Ханна почувствовала, как по телу пробегает дрожь воз­буждения.

– Нет, – сказала она Дэвиду. – У меня свидание. Дэвид пожал плечами.

– Тогда до понедельника.

Ханна схватила трубку и нажала кнопку.

– Ханна, это мама. Я знаю, что звоню поздно, но не могли бы Стюарт и Пэм провести у тебя выходные?

– Что? – сердито переспросила Ханна, разозлившись от того, что звонил не Феликс. – Слишком поздно – не то слово! Почему ты не могла спросить меня раньше? И почему звонишь ты, мам? Стюарт что, разучился набирать номер? – добавила она саркастически.

Брат был материнским любимчиком, для него она была готова на все. Ей наплевать, что квартира у Ханны слишком мала, к тому же она не ладит с Пэм, да и со Стюартом тоже не в ладах.

– Только не злись, Ханна, пожалуйста, – сказала мать, не обращая внимания на ее слова. – Они идут на свадьбу, а номер в гостинице заказать не удалось. Ты не можешь им от­казать. Они приедут к десяти, и Пэм сказала, чтобы ты не во­зилась со стряпней.

Ханна фыркнула. Ей такое и в голову не приходило.

Домой она ехала в ярости. Квартира у нее всегда блистала чистотой, но после визита Стюарта там все будет вверх тор­машками. Ханна положила чистые простыни и одеяло на кровать в свободной комнате, но перестилать постель не стала. Пусть это делает братец. У нее не гостиница, черт по­бери! Кстати, наверняка именно по этой причине брат к ней и напрашивается: жадюга Стюарт не хочет тратить деньги на гостиницу.

Ханна пожарила себе омлет и села смотреть телевизор. Она вся кипела при мысли о бессовестном брате – и о Фе­ликсе. Зачем вся эта болтовня? Зачем делать вид, что без ума от нее, если он и звонить ей не собирался?

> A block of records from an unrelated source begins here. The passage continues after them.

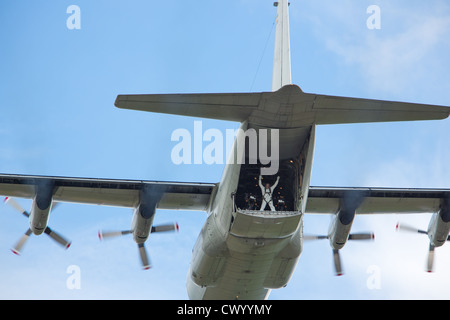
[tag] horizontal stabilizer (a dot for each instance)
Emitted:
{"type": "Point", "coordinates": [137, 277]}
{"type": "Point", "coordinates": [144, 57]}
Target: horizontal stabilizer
{"type": "Point", "coordinates": [223, 106]}
{"type": "Point", "coordinates": [289, 107]}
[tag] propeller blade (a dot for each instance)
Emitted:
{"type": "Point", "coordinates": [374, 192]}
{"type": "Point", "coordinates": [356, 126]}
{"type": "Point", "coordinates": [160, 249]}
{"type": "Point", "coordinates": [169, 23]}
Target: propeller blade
{"type": "Point", "coordinates": [144, 257]}
{"type": "Point", "coordinates": [166, 228]}
{"type": "Point", "coordinates": [403, 227]}
{"type": "Point", "coordinates": [111, 234]}
{"type": "Point", "coordinates": [362, 236]}
{"type": "Point", "coordinates": [13, 203]}
{"type": "Point", "coordinates": [21, 242]}
{"type": "Point", "coordinates": [337, 263]}
{"type": "Point", "coordinates": [58, 238]}
{"type": "Point", "coordinates": [430, 258]}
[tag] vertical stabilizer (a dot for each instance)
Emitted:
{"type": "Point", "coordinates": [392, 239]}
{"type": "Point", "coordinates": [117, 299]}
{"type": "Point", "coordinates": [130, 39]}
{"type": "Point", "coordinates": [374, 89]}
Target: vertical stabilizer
{"type": "Point", "coordinates": [282, 54]}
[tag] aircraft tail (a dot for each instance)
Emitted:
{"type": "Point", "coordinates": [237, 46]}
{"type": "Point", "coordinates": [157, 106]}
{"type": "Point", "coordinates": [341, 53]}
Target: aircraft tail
{"type": "Point", "coordinates": [282, 53]}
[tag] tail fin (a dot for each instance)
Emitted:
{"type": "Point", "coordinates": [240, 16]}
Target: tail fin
{"type": "Point", "coordinates": [282, 54]}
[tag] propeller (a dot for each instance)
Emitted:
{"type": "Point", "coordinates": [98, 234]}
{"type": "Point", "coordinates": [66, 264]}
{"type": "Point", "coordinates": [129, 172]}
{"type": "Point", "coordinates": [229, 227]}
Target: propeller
{"type": "Point", "coordinates": [336, 255]}
{"type": "Point", "coordinates": [146, 264]}
{"type": "Point", "coordinates": [430, 258]}
{"type": "Point", "coordinates": [48, 231]}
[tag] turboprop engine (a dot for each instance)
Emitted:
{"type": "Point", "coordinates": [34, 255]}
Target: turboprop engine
{"type": "Point", "coordinates": [142, 223]}
{"type": "Point", "coordinates": [341, 225]}
{"type": "Point", "coordinates": [38, 217]}
{"type": "Point", "coordinates": [438, 230]}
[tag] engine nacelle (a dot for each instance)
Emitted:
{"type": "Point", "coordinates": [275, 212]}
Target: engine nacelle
{"type": "Point", "coordinates": [439, 226]}
{"type": "Point", "coordinates": [41, 207]}
{"type": "Point", "coordinates": [340, 227]}
{"type": "Point", "coordinates": [144, 214]}
{"type": "Point", "coordinates": [141, 224]}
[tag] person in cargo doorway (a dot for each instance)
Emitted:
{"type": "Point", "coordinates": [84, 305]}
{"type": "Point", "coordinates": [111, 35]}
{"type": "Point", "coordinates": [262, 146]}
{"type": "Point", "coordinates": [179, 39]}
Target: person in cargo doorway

Зачем?! Ханна не могла этого понять.

Стюарт и Пэм приехали в половине одиннадцатого, раз­будив Ханну, заснувшую перед телевизором.

– А я думал, ты в пятницу где-нибудь гуляешь, – заме­тил Стюарт, опуская на пол огромный чемодан.

– Как я могла уйти, если вынуждена была ждать вас? – немедленно разозлилась Ханна.

– Могла оставить ключ у соседей, – пожал плечами Стюарт.

– А ты мог снять номер в гостинице! – парировала Ханна. Пэм, привыкшая к такому способу общения между бра­том и сестрой, прошла на кухню и поставила чайник.

– Чувствуйте себя как дома, – прошипела Ханна, возму­щенная тем, что невестка так свободно ведет себя на ее кухне.

– Обязательно, – ответила Пэм, которая всегда была бесчувственной к полутонам и интонациям.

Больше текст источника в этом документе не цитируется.